Le Tribunal est d'avis que, puisque la teneur, en poids, en saccharose du produit en cause, à l'état sec, correspond à une lecture au polarimètre de 99,7 degrés, le produit en cause n'est pas du « sucre brut ». Le Tribunal est également d'avis qu'un certain traitement complémentaire du « sucre de canne brut » a eu lieu. À la lumière de ce qui précède, il est satisfait aux termes des Notes explicatives de la position no 17.01, qui prévoient, notamment, que les « sucres [. . .] raffinés sont obtenus par traitement complémentaire du sucre brut. » De plus, à la lumière de la définition étoffée des marchandises donnée dans le cadre de l'enquête no NQ-95-002, et plus particulièrement étant donné le renvoi qui y a été fait aux « autres » sucres de spécialité, le Tribunal est d'avis que le produit en cause peut aussi être décrit comme étant un sucre de spécialité sous forme de granules.

Lieu de l'audience :

Ottawa (Ontario)

Date de l'audience :

Le 28 juin 2001

Date de la décision :

Le 21 février 2002

   

Membres du Tribunal :

James A. Ogilvy, membre présidant

 

Richard Lafontaine, membre

 

Ellen Fry, membre

   

Conseiller pour le Tribunal :

John Dodsworth

   

Greffier :

Anne Turcotte

   

Ont comparu :

Aaron Rodgers, pour l'appelante

 

Louis Sébastien, pour l'intimé

 
 

MOTIFS DE LA DÉCISION

Le présent appel est interjeté aux termes de l'article 61 de la Loi sur les mesures spéciales d'importation 1 à l'égard d'une décision rendue par le commissaire de l'Agence des douanes et du revenu du Canada (ADRC), qui a eu pour effet de confirmer que les marchandises importées des États-Unis par l'appelante étaient assujetties à des droits antidumping. Le produit en cause, importé dans le cadre de cinq livraisons en 1999, a été décrit comme étant des « cristaux de jus de canne évaporés » [traduction]. Aux termes de l'article 59 de la LMSI, l'intimé a appliqué des droits antidumping au produit en cause, étant donné qu'il était d'avis qu'il s'agissait du sucre raffiné importé des États-Unis et, donc, de même description que les marchandises auxquelles s'appliquent les conclusions que le Tribunal a rendues dans le cadre de l'enquête no NQ-95-0022 .

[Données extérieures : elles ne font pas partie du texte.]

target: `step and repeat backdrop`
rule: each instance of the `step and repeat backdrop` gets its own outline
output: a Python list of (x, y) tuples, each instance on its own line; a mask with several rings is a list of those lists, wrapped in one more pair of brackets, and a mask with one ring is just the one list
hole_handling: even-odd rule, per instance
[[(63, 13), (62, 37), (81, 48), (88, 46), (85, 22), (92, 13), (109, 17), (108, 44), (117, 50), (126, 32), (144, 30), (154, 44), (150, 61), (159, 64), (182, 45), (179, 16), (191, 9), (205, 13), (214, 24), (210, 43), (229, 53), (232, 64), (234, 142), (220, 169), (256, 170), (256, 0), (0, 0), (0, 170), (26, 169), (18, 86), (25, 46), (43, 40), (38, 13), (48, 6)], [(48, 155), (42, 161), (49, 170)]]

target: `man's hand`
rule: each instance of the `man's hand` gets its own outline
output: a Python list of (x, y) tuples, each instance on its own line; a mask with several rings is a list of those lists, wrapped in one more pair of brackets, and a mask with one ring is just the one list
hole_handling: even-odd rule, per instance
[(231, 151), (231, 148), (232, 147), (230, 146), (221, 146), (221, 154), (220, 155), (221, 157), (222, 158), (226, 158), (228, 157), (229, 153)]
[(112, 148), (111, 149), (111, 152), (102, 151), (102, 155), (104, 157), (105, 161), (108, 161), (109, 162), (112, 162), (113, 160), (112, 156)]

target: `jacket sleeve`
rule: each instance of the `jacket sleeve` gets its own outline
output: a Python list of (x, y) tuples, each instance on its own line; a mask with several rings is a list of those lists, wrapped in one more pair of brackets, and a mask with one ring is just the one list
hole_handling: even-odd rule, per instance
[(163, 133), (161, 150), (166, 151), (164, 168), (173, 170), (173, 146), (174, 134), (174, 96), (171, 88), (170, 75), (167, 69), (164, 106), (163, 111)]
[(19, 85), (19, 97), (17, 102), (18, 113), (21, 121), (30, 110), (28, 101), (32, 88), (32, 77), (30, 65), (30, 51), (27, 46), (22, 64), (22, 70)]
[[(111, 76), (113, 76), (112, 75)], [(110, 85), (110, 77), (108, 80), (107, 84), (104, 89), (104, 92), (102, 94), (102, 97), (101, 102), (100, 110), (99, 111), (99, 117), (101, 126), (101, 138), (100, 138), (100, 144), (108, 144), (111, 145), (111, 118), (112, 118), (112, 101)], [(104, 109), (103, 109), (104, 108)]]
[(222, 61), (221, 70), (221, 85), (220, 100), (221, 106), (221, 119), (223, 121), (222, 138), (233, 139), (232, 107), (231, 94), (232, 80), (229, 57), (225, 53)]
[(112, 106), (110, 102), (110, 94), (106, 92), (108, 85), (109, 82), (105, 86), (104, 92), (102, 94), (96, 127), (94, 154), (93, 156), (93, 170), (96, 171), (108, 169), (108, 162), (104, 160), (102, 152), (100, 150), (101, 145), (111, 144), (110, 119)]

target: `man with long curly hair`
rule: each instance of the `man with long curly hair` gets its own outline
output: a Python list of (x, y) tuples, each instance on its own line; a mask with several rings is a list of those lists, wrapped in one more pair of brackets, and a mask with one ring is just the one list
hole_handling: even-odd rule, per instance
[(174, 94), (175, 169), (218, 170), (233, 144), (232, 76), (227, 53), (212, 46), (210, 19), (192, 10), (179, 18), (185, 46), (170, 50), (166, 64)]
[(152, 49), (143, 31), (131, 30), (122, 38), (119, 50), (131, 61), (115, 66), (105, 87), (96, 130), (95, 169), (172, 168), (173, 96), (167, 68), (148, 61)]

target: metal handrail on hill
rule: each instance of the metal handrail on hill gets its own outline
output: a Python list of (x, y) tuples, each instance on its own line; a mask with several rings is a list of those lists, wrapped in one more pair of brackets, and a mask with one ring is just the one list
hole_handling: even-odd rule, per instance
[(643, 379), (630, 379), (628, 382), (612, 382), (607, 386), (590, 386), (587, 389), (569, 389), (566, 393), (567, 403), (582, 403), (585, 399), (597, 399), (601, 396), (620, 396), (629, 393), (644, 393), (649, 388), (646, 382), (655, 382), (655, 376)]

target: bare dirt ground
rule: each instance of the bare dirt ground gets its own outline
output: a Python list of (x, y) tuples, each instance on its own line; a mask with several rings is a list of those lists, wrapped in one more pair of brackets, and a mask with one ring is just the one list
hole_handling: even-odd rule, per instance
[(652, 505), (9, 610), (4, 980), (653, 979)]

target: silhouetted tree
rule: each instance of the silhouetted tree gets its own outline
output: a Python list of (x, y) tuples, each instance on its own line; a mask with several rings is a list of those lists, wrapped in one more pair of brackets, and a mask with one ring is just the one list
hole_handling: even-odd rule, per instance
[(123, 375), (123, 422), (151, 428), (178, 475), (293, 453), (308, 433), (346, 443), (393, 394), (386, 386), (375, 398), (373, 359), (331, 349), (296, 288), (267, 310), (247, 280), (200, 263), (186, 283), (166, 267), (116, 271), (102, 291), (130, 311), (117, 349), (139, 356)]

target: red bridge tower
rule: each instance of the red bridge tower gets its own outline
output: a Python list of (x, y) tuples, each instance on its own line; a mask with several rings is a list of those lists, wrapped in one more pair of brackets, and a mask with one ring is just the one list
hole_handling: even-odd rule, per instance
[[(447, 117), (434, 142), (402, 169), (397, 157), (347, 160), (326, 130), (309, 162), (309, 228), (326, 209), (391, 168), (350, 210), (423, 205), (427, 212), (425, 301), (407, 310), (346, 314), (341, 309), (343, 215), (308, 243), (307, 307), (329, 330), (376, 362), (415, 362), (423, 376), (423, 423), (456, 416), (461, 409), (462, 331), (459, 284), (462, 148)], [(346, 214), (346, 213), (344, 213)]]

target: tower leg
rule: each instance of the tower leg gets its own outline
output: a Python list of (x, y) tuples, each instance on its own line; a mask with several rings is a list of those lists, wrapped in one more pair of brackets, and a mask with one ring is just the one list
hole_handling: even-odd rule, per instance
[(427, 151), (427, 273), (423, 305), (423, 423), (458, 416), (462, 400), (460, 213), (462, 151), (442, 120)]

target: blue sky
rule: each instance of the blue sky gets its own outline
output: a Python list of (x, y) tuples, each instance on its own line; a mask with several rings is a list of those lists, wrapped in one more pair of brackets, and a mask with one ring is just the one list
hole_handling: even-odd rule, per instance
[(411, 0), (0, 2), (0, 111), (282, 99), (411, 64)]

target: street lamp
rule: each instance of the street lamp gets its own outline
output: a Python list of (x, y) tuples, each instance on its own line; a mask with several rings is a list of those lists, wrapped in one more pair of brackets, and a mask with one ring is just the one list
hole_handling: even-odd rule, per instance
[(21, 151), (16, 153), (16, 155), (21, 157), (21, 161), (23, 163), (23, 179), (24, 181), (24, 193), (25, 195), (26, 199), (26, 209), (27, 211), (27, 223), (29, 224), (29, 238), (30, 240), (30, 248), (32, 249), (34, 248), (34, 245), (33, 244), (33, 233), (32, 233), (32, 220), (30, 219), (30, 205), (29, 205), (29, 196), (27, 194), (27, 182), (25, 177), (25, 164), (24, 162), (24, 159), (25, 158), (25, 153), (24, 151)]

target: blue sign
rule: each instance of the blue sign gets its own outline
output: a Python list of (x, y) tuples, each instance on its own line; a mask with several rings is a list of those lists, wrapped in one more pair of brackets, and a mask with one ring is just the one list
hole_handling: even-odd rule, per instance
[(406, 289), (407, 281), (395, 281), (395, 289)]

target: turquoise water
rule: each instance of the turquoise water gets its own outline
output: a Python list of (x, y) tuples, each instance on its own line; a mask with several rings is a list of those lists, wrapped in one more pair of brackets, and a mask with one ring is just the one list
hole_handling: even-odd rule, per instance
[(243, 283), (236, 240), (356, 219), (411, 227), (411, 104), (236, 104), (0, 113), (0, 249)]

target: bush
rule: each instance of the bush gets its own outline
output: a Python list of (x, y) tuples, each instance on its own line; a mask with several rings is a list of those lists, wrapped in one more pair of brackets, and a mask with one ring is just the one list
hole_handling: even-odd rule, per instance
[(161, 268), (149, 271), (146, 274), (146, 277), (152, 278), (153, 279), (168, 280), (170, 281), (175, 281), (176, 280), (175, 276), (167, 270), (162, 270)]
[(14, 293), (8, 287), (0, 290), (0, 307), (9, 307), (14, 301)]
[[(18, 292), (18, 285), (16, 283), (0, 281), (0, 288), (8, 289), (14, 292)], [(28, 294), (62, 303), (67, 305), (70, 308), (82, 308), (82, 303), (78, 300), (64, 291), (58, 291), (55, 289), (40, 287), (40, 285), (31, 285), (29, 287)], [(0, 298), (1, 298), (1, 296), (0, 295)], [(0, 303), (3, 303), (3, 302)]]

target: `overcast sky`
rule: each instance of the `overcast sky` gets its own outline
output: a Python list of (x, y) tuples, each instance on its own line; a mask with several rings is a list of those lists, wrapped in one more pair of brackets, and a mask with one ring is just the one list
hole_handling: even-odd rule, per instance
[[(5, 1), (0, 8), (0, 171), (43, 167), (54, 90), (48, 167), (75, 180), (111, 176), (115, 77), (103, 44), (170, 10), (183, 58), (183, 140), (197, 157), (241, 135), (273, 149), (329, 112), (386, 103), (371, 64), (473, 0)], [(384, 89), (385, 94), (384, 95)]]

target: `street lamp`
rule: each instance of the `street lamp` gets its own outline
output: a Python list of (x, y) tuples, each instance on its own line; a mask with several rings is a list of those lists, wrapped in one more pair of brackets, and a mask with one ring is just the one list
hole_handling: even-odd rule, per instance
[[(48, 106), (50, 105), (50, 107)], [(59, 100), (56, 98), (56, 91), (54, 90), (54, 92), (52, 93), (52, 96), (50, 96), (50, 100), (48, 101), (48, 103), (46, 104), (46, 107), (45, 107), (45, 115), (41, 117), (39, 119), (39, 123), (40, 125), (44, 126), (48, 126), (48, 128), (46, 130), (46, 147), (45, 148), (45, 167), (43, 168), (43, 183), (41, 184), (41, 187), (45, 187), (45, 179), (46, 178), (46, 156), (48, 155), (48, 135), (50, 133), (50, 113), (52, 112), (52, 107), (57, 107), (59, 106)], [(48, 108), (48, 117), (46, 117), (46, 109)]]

La question en litige devant le Tribunal consiste à déterminer si le produit en cause est de même description que les marchandises auxquelles s'appliquent les conclusions du Tribunal.

PREUVE

Le témoin de l'appelante a été M. Stephen Massad, coordonnateur des matières premières chez Les Produits Bariatrix International Inc. L'appelante est une société détenue par des intérêts privés, de Montréal (Québec), qui produit des barres, des boissons et des boissons frappées nutritionnelles pour le compte d'autres sociétés qui les vendent principalement sur le marché des États-Unis. Le produit en cause a été importé du fabricant aux États-Unis et a été utilisé à titre d'ingrédient dans la production de barres nutritionnelles.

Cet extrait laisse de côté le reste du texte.